Family friend describes ‘wry humour’ and ‘electric smile’ of the Queen

PA Archive

Broadcaster and author Gyles Brandreth, a family friend of the Queen and the Duke of Edinburgh has described her “wry sense of humour” and “electric smile”.

Mr Brandreth described how she was a “different person for different generations” and praised her for “keeping in touch”.

From fist-bumps to mobile phones, the late monarch did her best to keep up with societal changes.

And he described how she enjoyed acting as a child, recalling her performance with Paddington Bear during the jubilee celebrations earlier this year as “enchanting”.

Mr Brandreth, who was a close friend of Philip, said the death of the duke was “considerable” for the Queen as he was the last person she could be “normal” around.

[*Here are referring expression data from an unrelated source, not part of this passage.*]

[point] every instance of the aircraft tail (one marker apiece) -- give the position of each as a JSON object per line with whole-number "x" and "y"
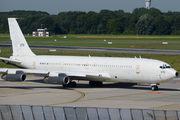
{"x": 19, "y": 44}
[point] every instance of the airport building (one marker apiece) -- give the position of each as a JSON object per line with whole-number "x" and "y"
{"x": 148, "y": 4}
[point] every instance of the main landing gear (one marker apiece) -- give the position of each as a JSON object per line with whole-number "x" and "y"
{"x": 70, "y": 84}
{"x": 154, "y": 87}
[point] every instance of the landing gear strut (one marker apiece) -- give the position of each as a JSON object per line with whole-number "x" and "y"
{"x": 70, "y": 84}
{"x": 95, "y": 84}
{"x": 154, "y": 87}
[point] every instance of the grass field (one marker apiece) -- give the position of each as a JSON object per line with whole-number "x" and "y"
{"x": 173, "y": 60}
{"x": 102, "y": 41}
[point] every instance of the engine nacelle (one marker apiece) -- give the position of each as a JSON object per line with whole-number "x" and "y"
{"x": 19, "y": 76}
{"x": 62, "y": 79}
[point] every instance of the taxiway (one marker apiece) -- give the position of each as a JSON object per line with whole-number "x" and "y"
{"x": 111, "y": 95}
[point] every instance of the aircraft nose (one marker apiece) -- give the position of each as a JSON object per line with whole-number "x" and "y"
{"x": 176, "y": 74}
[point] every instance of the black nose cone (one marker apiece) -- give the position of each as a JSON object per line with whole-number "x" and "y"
{"x": 176, "y": 74}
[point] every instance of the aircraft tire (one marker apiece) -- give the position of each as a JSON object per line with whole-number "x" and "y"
{"x": 154, "y": 88}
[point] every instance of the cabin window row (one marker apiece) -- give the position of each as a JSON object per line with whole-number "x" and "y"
{"x": 86, "y": 65}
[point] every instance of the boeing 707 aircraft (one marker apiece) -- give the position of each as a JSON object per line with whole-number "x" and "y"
{"x": 64, "y": 69}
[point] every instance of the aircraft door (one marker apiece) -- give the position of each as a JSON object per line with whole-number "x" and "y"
{"x": 138, "y": 69}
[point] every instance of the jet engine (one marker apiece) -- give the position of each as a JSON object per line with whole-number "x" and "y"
{"x": 18, "y": 76}
{"x": 62, "y": 79}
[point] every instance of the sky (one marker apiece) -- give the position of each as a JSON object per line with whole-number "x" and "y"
{"x": 56, "y": 6}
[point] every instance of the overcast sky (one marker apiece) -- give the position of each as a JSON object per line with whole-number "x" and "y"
{"x": 56, "y": 6}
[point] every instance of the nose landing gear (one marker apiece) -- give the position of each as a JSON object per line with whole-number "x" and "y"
{"x": 154, "y": 87}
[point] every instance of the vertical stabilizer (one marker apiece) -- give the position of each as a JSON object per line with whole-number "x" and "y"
{"x": 19, "y": 44}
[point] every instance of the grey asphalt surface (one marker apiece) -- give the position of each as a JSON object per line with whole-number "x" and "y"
{"x": 111, "y": 95}
{"x": 127, "y": 50}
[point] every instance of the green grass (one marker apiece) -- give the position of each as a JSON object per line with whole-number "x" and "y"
{"x": 173, "y": 60}
{"x": 74, "y": 38}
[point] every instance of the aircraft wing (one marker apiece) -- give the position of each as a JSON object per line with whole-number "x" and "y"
{"x": 102, "y": 76}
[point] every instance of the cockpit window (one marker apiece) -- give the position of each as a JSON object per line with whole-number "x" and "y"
{"x": 165, "y": 66}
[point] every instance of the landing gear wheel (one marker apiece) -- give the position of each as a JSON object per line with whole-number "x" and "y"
{"x": 70, "y": 84}
{"x": 154, "y": 88}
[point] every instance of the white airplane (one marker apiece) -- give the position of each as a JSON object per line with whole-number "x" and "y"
{"x": 64, "y": 69}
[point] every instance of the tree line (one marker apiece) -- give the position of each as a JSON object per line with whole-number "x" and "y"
{"x": 141, "y": 21}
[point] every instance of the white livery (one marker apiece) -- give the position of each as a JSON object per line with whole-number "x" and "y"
{"x": 64, "y": 69}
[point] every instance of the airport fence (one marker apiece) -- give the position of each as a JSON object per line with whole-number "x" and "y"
{"x": 25, "y": 112}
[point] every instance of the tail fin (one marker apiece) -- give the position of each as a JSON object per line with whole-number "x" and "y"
{"x": 19, "y": 44}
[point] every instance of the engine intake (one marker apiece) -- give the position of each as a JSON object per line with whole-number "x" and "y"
{"x": 19, "y": 76}
{"x": 62, "y": 79}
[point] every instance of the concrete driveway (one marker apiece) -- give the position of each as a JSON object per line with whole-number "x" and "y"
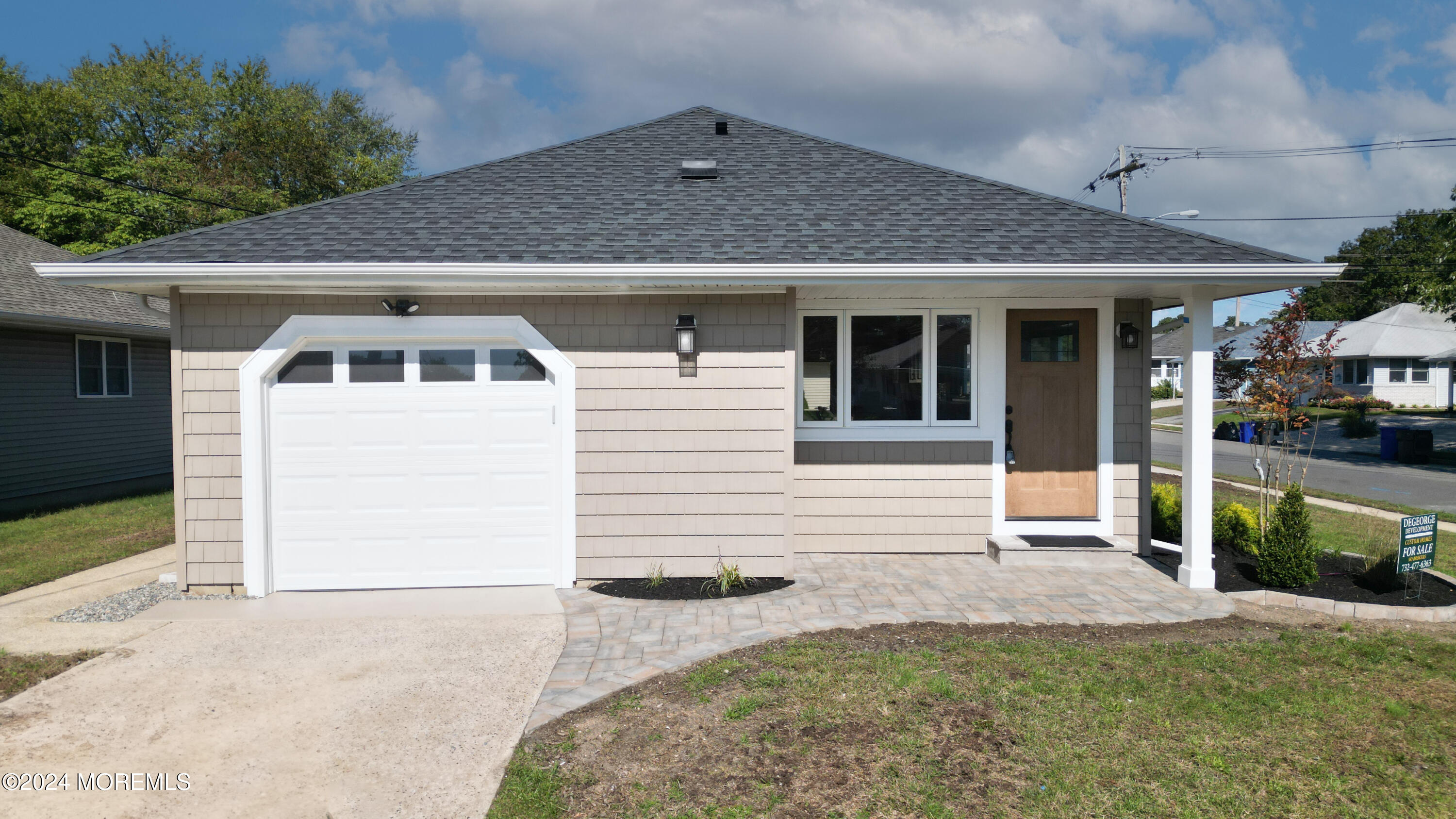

He told BBC Breakfast: “She was extraordinary and it wasn’t simply because she was the Queen, I think it was the nature of her personality.

“That smile was electric.

“As the Queen grew older, she was conscious that her face sometimes looked a little bit grumpy unless she was smiling so she did flash that smile, but it was unbelievable.

“It really could light up a room.

“You saw it in that picture taken only on Tuesday, looking rather impish, clearly an elderly frail person, and yet with a twinkle in her eye.

“She had a wry sense of humour. I think the only thing that wasn’t on public display as much as it might have been over the years was her great sense of humour – never malicious, it was worldly wise.”

He said the monarch “wouldn’t have minded” being an actress.

“She was a different person for different generations, but my goodness, didn’t she do well to keep in touch?” he said.

“She could actually do a fist bump, she didn’t like mobile phones at the dining table, but she did know how to use one.

“To see her with Paddington Bear, just this last summer, only a few months ago, was a complete enchantment.

“I think that she wouldn’t have minded being an actress. I once had a conversation with her about Windsor Castle. She talked about the war and when she appeared in Christmas pantomimes, and said she’d rather enjoyed being principal boy.

“I said, ‘Would you like to be an actress?’

“‘Well, maybe’.

“We could see that at the end of her life – what a brilliant actress she would have been.”

When you were with her she was very much herself, she was very unaffected, she was very easy to be with
— Gyles Brandreth

He said the Queen “never expressed admiration” for world leaders but had particular admiration for Nelson Mandela.

“At age 96, she met 15 British prime ministers, when you remember that first prime minister was Winston Churchill, who was born in 1874, the most recent Prime Minister, Liz Truss, was born in 1975 – a span of 100 years.

“She delivered one-to-one with all the world’s leaders that she met as the ambassador for the United Kingdom as the head of the Commonwealth – somebody who knew everybody, who literally had met every world leader… every United States president from President Truman onwards.

“She never expressed particular admiration for people even if you tried to test her, though I think she had a particular respect for Nelson Mandela because, as she said, she admired what he did in prison and emerged without rancour.

“She was a person who had no rancour. She was gracious, she was good. She was an example to us all. She was the best of us. And I think that brought out the best in us.”

He added: “She didn’t let her private life go into the public area, and she didn’t give interviews, but when you were with her she was very much herself, she was very unaffected, she was very easy to be with.

“I say that, but of course she was also the Queen and there was an always invisible moat around her because nobody ever treated the Queen quite normally.

“For her, I think the loss of a mother and her sister, and then her husband – the three people who could simply treat her as a woman – that was very considerable for her, because nobody else was entirely normal with her.

“Her children, of course, but even they would bow and curtsey to her at the beginning of each day.”